Real estate agent Daniel Lowe said his listing for a $1.1 million home in Beverly Glen sat on the market for more than a year, without much activity the last several months. That changed as soon as mortgage interest rates started to rise.
“In the past month and a half, all of a sudden I got a bunch of calls and showings,” the agent with Brentwood’s Gibson International said. “I’m literally living over at the house.”
He said the property received a flood of interest without a price reduction or any additional marketing efforts. The seller fielded multiple offers before the home went into escrow the first week of this month.
Prospective buyers told him they feared mortgage interest rates rising further, continuing along a trajectory that began in November.
“We know our purchasing power is going to dwindle in the next few months. We want to get in there and purchase now,” Lowe offered as a summation of home hunters’ sentiments.

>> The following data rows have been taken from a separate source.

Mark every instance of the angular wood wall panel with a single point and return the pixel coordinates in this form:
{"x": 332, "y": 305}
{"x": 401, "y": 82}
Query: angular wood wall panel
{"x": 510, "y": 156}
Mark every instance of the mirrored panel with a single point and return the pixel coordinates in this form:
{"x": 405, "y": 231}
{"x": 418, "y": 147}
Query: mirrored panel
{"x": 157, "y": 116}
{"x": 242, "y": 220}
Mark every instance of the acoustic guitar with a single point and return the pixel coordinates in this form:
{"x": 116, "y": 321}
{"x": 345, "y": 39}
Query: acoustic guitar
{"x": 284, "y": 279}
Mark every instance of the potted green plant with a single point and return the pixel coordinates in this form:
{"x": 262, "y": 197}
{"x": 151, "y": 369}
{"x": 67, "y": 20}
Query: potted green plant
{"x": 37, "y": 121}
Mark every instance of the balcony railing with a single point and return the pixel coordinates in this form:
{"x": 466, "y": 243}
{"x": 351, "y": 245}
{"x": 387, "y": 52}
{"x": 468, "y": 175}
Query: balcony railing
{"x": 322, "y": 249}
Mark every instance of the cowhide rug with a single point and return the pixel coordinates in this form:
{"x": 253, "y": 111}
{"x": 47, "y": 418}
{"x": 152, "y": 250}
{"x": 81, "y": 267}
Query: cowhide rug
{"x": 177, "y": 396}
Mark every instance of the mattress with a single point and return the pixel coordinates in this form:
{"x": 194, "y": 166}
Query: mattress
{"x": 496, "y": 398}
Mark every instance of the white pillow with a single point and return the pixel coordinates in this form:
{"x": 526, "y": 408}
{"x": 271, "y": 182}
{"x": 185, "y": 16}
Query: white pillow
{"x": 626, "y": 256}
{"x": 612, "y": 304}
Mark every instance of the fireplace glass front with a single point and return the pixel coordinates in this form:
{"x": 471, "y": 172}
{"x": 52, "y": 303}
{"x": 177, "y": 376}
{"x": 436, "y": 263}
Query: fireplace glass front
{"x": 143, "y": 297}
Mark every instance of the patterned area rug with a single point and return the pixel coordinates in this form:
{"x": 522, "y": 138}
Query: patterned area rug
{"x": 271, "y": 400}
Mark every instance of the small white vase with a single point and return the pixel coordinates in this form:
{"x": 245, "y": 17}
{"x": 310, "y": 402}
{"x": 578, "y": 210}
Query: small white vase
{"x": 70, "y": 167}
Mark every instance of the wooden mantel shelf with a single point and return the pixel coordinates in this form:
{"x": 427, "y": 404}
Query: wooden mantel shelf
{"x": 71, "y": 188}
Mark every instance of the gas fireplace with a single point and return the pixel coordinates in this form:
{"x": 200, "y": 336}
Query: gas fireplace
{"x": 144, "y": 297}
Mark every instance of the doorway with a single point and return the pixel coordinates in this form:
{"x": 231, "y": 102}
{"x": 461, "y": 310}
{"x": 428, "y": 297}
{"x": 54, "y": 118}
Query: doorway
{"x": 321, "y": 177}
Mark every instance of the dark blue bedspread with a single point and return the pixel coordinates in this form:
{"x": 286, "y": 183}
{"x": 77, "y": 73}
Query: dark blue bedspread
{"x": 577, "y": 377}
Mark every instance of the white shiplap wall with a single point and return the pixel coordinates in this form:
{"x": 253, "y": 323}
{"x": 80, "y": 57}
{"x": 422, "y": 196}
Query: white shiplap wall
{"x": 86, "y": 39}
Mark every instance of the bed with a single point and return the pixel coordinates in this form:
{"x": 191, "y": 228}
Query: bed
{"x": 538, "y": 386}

Mortgage interest rates rose in November and December, before dipping in the new year. The 30-year fixed-rate mortgage rate ended the second week of January at 4.12 percent. That’s down from 4.32 percent at the end of last month, but up from 3.47 percent at the end of October, according to Freddie Mac.
A year ago at this time, rates were at 3.92 percent before backing off to an average of about 3.5 percent for the rest of 2016.
At the current interest rate on a 30-year fixed-rate mortgage, buyers who put down 20 percent of the purchase price on a $555,000 home, the median price in Los Angeles County in November, would pay $164 more a month than they would have at the end of October.
The push to lock in lower rates has driven a surge in transactions across the market in recent weeks, according to real estate brokers.
“There are many (buyers) in this mind-set. I haven’t come across anybody who is holding off,” said J.J. Wallack, an agent with Keller Williams Beverly Hills. “I’ve only come across that it’s encouraging them to buy now.”
Rates could continue to go up if the economy strengthens and in reaction to potentially inflationary results of President-elect Donald Trump’s promise to cut taxes and increase government spending on infrastructure.
“They’re raising rates on loans because they expect that when borrowers repay they will repay with less valuable currency because of inflation,” said Rodney Ramcharan, research director at USC’s Lusk Center for Real Estate.